3 tablespoons vegetable shortening, melted and cooled
1 recipe lemon filling, below
Preheat the oven to 350 degrees Fahrenheit. Coat an 8-inch round cake pan with cooking spray, or grease it and dust it with flour. Place a parchment paper round in the bottom of the pan.
Crack the eggs into a doubler boiler or heatproof bowl and whisk them thoroughly. Add the sugar and lemon zest. Set the double boiler over a pot of boiling water and whisk the ingredients until the mixture is warm, 3 to 5 minutes. Take the double boiler off the heat and continue beating the mixture with a whisk or electric mixer until it stiffens and cools, a further 5 to 10 minutes.
In a separate bowl, sift the flour with the baking powder and salt.
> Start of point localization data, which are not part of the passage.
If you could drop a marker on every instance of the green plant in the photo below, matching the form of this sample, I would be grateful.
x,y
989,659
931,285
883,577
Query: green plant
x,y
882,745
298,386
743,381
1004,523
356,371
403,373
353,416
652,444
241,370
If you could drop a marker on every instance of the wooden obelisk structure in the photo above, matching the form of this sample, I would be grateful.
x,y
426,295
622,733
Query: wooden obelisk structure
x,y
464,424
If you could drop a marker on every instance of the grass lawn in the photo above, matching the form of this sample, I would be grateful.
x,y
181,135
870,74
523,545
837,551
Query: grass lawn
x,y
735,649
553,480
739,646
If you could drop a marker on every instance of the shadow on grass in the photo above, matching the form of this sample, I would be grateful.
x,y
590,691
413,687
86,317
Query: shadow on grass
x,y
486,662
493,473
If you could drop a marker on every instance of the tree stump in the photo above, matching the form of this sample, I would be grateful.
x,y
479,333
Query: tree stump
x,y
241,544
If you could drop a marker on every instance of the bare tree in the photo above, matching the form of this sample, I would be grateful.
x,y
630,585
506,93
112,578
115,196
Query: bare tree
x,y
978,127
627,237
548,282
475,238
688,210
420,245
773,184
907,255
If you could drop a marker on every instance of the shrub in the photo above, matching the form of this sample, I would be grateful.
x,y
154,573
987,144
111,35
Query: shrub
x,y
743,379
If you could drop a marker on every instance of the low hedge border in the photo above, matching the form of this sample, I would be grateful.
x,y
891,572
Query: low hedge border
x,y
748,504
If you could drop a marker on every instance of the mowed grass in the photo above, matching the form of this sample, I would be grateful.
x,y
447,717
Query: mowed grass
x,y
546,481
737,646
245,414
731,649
Gradually beat the dry ingredients into the wet mixture.
Add the vegetable shortening to the batter and stir gently with a spatula until fully incorporated.
Place the batter into the prepared cake pan and bake the cake for 20 to 25 minutes or until it passes the toothpick test.
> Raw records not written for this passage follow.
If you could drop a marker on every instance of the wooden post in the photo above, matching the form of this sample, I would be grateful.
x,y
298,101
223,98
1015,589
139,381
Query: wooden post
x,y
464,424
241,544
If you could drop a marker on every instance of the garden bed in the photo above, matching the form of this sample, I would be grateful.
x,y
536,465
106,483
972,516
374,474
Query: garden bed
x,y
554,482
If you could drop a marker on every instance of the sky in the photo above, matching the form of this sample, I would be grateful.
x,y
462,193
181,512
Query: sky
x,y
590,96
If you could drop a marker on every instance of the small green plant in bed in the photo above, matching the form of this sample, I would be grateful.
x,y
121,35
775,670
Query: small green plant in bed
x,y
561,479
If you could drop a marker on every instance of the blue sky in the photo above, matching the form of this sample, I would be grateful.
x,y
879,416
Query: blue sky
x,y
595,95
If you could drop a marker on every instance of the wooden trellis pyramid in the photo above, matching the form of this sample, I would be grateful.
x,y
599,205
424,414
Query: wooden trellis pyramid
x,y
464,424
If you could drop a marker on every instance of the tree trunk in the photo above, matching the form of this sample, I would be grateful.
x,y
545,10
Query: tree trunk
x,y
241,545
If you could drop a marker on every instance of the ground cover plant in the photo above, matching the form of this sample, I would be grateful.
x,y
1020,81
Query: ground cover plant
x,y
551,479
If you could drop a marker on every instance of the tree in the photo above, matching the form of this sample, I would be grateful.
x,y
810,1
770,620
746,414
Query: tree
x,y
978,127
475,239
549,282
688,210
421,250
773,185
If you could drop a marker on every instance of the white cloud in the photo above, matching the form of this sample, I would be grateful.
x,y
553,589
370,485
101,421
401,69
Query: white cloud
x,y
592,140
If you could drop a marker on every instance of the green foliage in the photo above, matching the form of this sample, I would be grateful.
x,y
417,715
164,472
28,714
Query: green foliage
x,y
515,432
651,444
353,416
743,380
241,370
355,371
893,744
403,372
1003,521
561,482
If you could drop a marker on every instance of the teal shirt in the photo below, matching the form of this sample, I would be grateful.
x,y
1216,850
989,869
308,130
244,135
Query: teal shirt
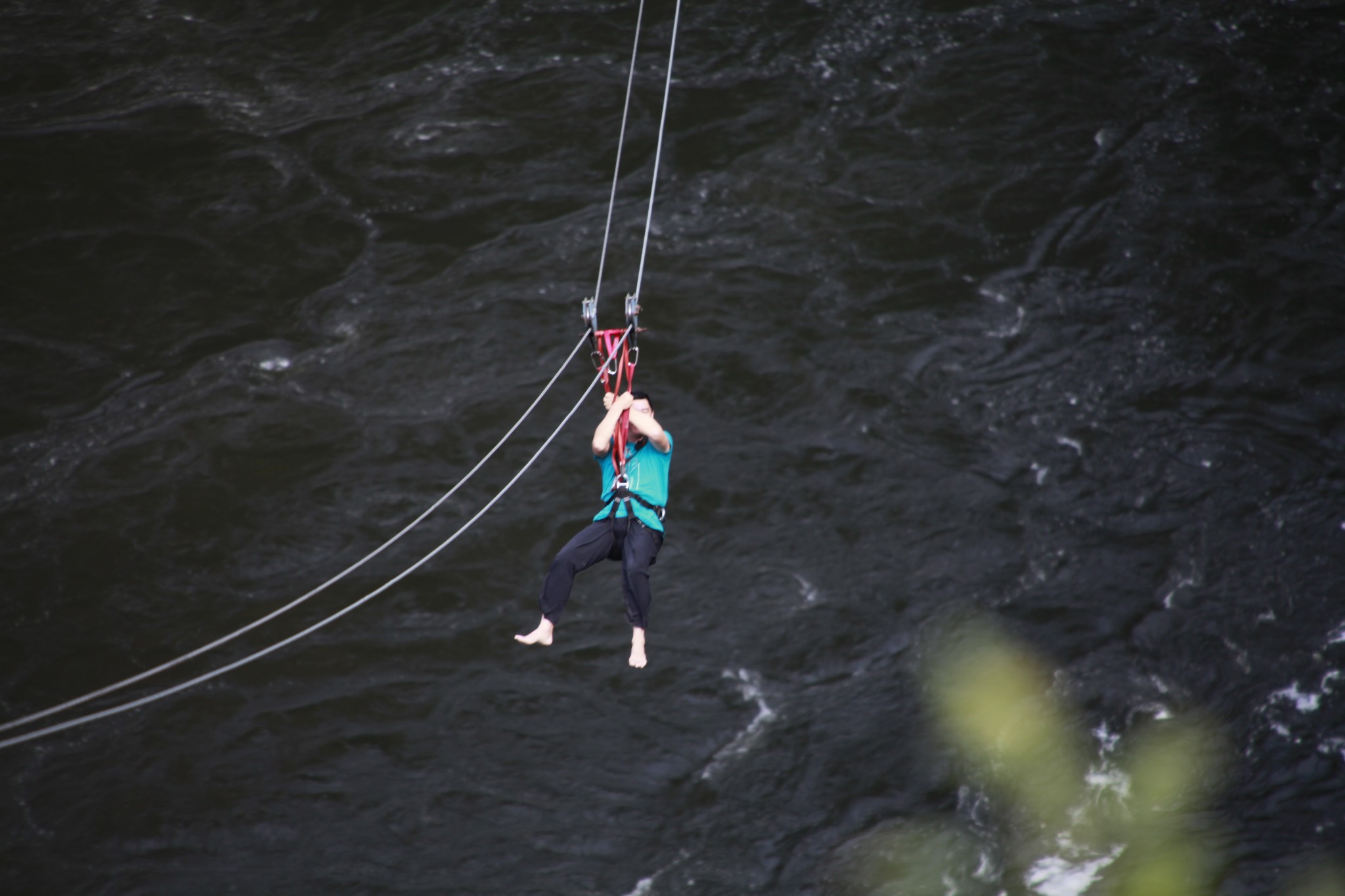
x,y
648,469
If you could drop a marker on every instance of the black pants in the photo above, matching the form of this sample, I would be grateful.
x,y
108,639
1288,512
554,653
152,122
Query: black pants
x,y
627,540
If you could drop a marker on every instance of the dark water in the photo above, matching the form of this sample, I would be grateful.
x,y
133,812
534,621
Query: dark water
x,y
1029,308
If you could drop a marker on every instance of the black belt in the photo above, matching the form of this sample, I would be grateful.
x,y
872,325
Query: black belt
x,y
627,495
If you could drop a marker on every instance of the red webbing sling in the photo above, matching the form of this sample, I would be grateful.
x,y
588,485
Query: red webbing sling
x,y
618,378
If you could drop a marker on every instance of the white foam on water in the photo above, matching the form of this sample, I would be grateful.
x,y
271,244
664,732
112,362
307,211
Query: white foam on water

Let the cake cool completely before filling it.
Lemon Filling Recipe
4 egg yolks
1 egg white
1/4 cup vegetable shortening
Juice and zest of 2 lemons
3/4 cup sugar
1/4 teaspoon salt
Place the egg yolks and egg white in a double boiler or heatproof bowl. Beat them with a whisk and set the mixture over a pot of simmering water.
Add the shortening, lemon juice, lemon zest, sugar, and salt to the beaten eggs. Whisk the mixture constantly until it is warm and thickened and the sugar has dissolved completely, about 5 to 10 minutes. Remove the mixture from the heat.
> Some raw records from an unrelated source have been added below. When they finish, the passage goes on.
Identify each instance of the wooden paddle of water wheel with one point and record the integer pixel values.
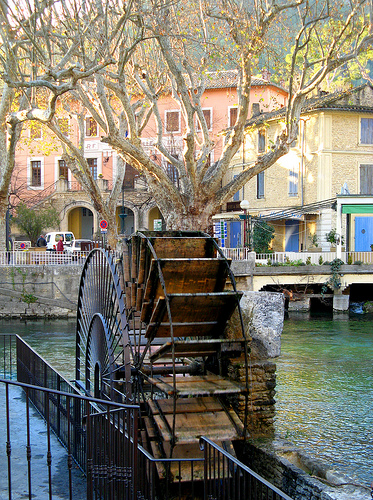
(151, 327)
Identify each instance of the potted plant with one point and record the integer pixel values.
(333, 238)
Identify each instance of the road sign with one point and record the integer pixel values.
(157, 224)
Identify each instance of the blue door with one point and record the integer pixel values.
(291, 236)
(235, 234)
(363, 233)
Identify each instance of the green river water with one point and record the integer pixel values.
(324, 383)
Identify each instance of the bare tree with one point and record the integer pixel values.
(117, 62)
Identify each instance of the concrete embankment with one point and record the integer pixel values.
(39, 291)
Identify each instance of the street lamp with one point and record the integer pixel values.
(122, 215)
(246, 231)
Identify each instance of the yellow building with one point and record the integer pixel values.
(297, 195)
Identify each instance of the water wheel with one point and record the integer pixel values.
(103, 362)
(152, 324)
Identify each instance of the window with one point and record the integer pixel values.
(62, 169)
(261, 141)
(92, 163)
(260, 185)
(173, 173)
(207, 113)
(90, 127)
(236, 196)
(232, 113)
(63, 123)
(366, 179)
(366, 131)
(35, 130)
(293, 180)
(129, 177)
(35, 173)
(172, 121)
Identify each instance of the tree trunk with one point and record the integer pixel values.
(3, 210)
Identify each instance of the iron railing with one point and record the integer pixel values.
(34, 258)
(226, 478)
(313, 258)
(101, 438)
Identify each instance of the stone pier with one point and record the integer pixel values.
(263, 316)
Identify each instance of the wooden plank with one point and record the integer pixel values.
(150, 429)
(139, 295)
(142, 262)
(162, 330)
(134, 272)
(187, 276)
(190, 247)
(190, 405)
(205, 385)
(206, 314)
(126, 263)
(193, 348)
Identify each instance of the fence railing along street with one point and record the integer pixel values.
(34, 258)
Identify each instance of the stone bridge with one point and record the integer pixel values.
(303, 283)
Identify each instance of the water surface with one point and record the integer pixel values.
(324, 383)
(325, 390)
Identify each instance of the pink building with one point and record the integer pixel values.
(41, 174)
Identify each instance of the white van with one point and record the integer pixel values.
(53, 239)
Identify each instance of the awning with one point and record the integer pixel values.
(357, 209)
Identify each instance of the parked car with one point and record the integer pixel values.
(80, 245)
(53, 238)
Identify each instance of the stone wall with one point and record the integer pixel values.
(298, 475)
(39, 291)
(263, 318)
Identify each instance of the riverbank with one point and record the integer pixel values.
(323, 418)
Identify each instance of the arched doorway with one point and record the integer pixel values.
(80, 222)
(154, 218)
(125, 221)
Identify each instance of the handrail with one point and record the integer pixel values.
(206, 443)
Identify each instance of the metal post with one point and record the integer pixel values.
(122, 215)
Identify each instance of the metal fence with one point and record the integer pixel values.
(226, 478)
(34, 258)
(101, 438)
(313, 258)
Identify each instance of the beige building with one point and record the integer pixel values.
(41, 175)
(297, 195)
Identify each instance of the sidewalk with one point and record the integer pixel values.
(39, 449)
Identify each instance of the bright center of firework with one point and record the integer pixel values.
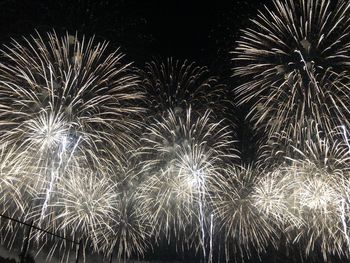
(196, 179)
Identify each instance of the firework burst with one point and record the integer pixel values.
(238, 214)
(67, 112)
(175, 85)
(179, 154)
(295, 60)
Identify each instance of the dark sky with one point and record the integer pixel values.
(185, 29)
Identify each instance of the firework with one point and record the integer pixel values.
(294, 59)
(131, 235)
(67, 112)
(319, 171)
(245, 229)
(175, 85)
(179, 154)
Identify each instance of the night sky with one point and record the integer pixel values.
(193, 30)
(145, 30)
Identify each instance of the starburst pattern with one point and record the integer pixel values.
(294, 62)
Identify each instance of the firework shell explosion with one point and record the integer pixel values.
(71, 160)
(179, 152)
(66, 116)
(293, 64)
(175, 85)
Pour the filling into a bowl and top it with a layer of plastic wrap to prevent it from developing a skin.
Chill the filling for at least 4 hours or overnight.
When ready to use, slice the cake in half horizontally and distribute the lemon filling in the middle. Top the cake with powdered sugar, whipped cream, or your favorite frosting.